As far as other composers arranging other composers' work, I suppose Bruckner was so intent on having his pieces performed that he didn't object outright to cuts by others. I think that loosely fits into the "arranging" category.

Erik Satie didn't mind Debussy orchestrating two of his Gymnopedies, even though it ended up sounding more like Debussy than Satie.


----------



## Jeremy Marchant (Mar 11, 2010)

Arrangements are far more common than you seem to think - if only for expediency of performance.

However, when the composer is living, you have to remember copyright.
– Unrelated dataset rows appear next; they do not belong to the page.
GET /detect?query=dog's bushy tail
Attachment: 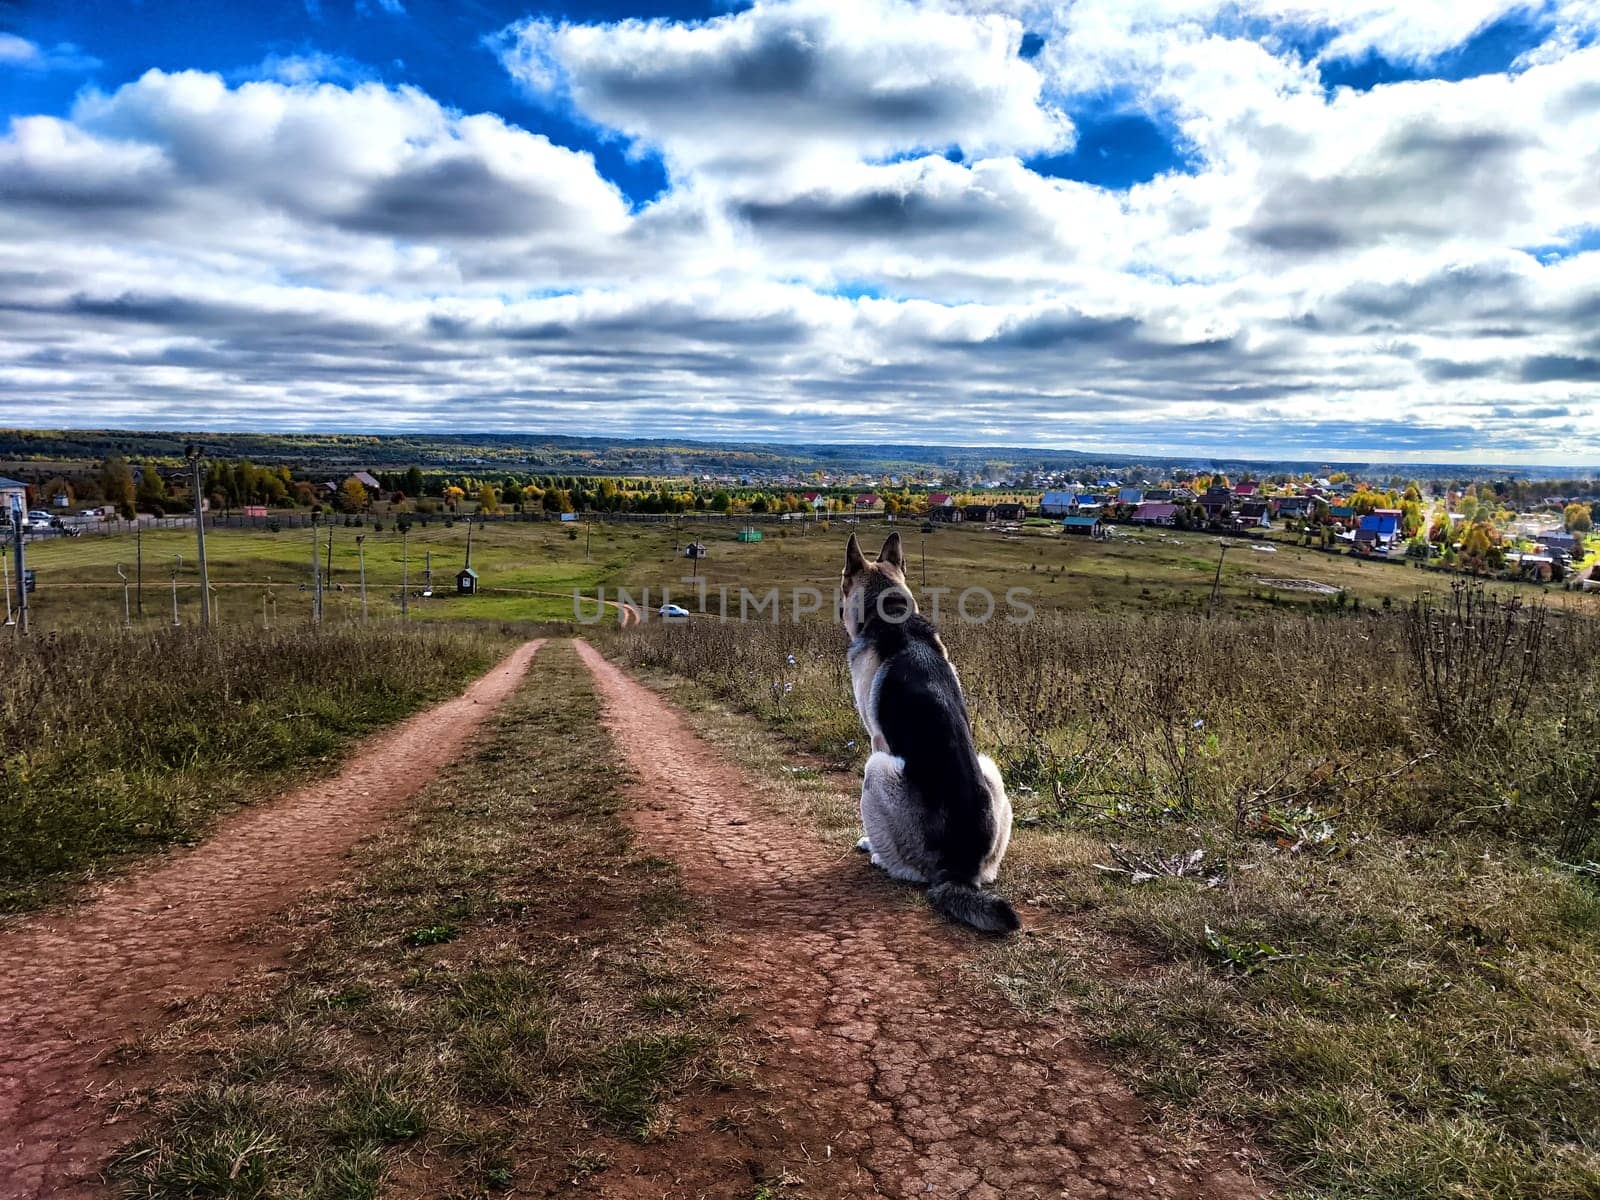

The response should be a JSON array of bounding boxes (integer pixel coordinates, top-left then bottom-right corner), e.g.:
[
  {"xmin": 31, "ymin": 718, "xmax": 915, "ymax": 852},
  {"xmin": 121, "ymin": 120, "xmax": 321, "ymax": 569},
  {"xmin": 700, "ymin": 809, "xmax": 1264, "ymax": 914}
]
[{"xmin": 927, "ymin": 880, "xmax": 1020, "ymax": 935}]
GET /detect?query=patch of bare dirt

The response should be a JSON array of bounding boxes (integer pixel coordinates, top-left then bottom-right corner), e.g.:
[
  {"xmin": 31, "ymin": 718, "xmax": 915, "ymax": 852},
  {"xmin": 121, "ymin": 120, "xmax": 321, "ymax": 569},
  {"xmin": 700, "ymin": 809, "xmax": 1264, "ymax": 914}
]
[
  {"xmin": 0, "ymin": 640, "xmax": 544, "ymax": 1200},
  {"xmin": 574, "ymin": 640, "xmax": 1266, "ymax": 1200}
]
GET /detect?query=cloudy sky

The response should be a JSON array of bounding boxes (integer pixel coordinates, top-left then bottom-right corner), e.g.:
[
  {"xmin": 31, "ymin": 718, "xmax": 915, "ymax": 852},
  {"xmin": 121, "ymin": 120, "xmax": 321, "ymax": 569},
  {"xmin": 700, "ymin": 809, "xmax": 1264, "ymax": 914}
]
[{"xmin": 2, "ymin": 0, "xmax": 1598, "ymax": 464}]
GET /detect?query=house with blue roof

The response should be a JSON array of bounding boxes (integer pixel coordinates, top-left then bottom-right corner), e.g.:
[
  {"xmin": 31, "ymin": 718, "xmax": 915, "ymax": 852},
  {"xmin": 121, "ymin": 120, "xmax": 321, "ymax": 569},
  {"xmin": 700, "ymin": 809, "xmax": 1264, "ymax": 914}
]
[
  {"xmin": 1355, "ymin": 509, "xmax": 1402, "ymax": 551},
  {"xmin": 1038, "ymin": 490, "xmax": 1077, "ymax": 517}
]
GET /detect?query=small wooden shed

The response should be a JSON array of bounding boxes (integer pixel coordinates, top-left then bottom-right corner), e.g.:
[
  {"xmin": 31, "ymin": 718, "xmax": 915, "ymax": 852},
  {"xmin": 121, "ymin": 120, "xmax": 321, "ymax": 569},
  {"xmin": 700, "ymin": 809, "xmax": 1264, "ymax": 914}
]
[{"xmin": 456, "ymin": 566, "xmax": 479, "ymax": 595}]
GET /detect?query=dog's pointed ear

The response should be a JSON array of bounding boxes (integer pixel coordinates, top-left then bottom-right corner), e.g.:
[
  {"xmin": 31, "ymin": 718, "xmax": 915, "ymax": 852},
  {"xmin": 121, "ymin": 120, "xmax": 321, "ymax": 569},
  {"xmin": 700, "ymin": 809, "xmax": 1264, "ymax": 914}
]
[
  {"xmin": 844, "ymin": 532, "xmax": 868, "ymax": 575},
  {"xmin": 878, "ymin": 532, "xmax": 905, "ymax": 569}
]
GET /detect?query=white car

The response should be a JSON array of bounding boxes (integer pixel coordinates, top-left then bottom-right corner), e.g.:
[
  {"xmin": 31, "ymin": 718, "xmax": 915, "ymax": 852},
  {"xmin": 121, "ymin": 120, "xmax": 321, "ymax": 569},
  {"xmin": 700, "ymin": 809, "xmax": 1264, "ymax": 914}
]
[
  {"xmin": 26, "ymin": 510, "xmax": 52, "ymax": 525},
  {"xmin": 657, "ymin": 603, "xmax": 691, "ymax": 619}
]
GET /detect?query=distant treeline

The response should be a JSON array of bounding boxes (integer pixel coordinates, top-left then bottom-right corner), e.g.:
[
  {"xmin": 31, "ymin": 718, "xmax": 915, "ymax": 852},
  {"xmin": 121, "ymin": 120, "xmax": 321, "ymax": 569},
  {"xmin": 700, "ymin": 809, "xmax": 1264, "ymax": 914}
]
[{"xmin": 7, "ymin": 427, "xmax": 1594, "ymax": 487}]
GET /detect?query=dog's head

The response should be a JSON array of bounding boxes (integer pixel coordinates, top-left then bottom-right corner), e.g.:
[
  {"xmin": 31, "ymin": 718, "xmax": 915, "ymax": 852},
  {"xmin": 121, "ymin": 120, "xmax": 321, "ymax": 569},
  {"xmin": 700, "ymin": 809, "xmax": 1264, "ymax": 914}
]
[{"xmin": 841, "ymin": 532, "xmax": 916, "ymax": 636}]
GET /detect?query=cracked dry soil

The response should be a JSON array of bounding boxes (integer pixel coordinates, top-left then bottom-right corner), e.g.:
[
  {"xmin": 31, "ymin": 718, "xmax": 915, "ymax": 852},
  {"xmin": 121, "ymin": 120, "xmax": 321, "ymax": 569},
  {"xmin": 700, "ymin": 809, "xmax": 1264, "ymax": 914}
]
[
  {"xmin": 575, "ymin": 640, "xmax": 1265, "ymax": 1200},
  {"xmin": 0, "ymin": 640, "xmax": 544, "ymax": 1200}
]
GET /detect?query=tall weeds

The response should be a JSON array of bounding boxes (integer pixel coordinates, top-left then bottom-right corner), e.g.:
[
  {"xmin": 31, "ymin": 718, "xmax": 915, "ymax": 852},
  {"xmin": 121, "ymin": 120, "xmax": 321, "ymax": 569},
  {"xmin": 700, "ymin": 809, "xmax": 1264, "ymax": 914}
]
[
  {"xmin": 0, "ymin": 624, "xmax": 501, "ymax": 908},
  {"xmin": 605, "ymin": 598, "xmax": 1599, "ymax": 854}
]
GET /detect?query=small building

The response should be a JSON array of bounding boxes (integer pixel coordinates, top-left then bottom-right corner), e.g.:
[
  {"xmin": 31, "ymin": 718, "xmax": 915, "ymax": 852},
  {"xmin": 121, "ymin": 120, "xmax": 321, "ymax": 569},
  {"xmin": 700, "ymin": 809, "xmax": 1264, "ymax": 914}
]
[
  {"xmin": 854, "ymin": 493, "xmax": 884, "ymax": 512},
  {"xmin": 1131, "ymin": 501, "xmax": 1179, "ymax": 526},
  {"xmin": 684, "ymin": 541, "xmax": 708, "ymax": 559},
  {"xmin": 1061, "ymin": 515, "xmax": 1103, "ymax": 537},
  {"xmin": 0, "ymin": 476, "xmax": 28, "ymax": 518},
  {"xmin": 992, "ymin": 502, "xmax": 1028, "ymax": 522},
  {"xmin": 926, "ymin": 492, "xmax": 954, "ymax": 509},
  {"xmin": 962, "ymin": 503, "xmax": 994, "ymax": 523},
  {"xmin": 1116, "ymin": 487, "xmax": 1144, "ymax": 506},
  {"xmin": 1038, "ymin": 490, "xmax": 1077, "ymax": 517},
  {"xmin": 1274, "ymin": 495, "xmax": 1315, "ymax": 518},
  {"xmin": 736, "ymin": 527, "xmax": 763, "ymax": 542},
  {"xmin": 1535, "ymin": 529, "xmax": 1579, "ymax": 557},
  {"xmin": 1233, "ymin": 482, "xmax": 1259, "ymax": 497},
  {"xmin": 353, "ymin": 471, "xmax": 381, "ymax": 490},
  {"xmin": 1356, "ymin": 511, "xmax": 1401, "ymax": 549},
  {"xmin": 929, "ymin": 504, "xmax": 963, "ymax": 523},
  {"xmin": 1238, "ymin": 502, "xmax": 1273, "ymax": 529},
  {"xmin": 456, "ymin": 566, "xmax": 479, "ymax": 595}
]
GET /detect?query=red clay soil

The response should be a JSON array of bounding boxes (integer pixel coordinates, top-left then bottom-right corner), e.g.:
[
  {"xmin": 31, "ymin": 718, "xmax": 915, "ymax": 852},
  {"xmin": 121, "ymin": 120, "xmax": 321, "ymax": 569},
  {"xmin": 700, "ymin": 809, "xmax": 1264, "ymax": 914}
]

When I arranged Philip Glass's _Songs from liquid days_ for soloists, chorus and orchestra, I first had to get permission from Chester Music (Glass's publisher outside the US: I am in the UK) before I could even copy the notes into Sibelius.

When the arrangement was finished, Mr Glass sat with me in the stalls of the Royal Festival Hall (we had just been rehearsing for his sixtieth birthday concert), and went through my ms page by page, making a few suggestions (which I diplomatically interpreted as instructions) after which the arrangement became available - from Dunvagen in the US and Chester for the rest of the world (http://www.chesternovello.com/default.aspx?TabId=2432&State_3041=2&workId_3041=12818).

Had he not liked it, the arrangement would simply not have been published by these publishers and, of course, I would have been prevented from publishing it myself.

Ultimately the publisher has the rights to the music, not the composer, and one can only hope they bear his (or her) wishes in mind. In a different area, I didn't notice Schott vetoing the abuse of Ligeti's music in _2001_, something which the composer was very unhappy about.


----------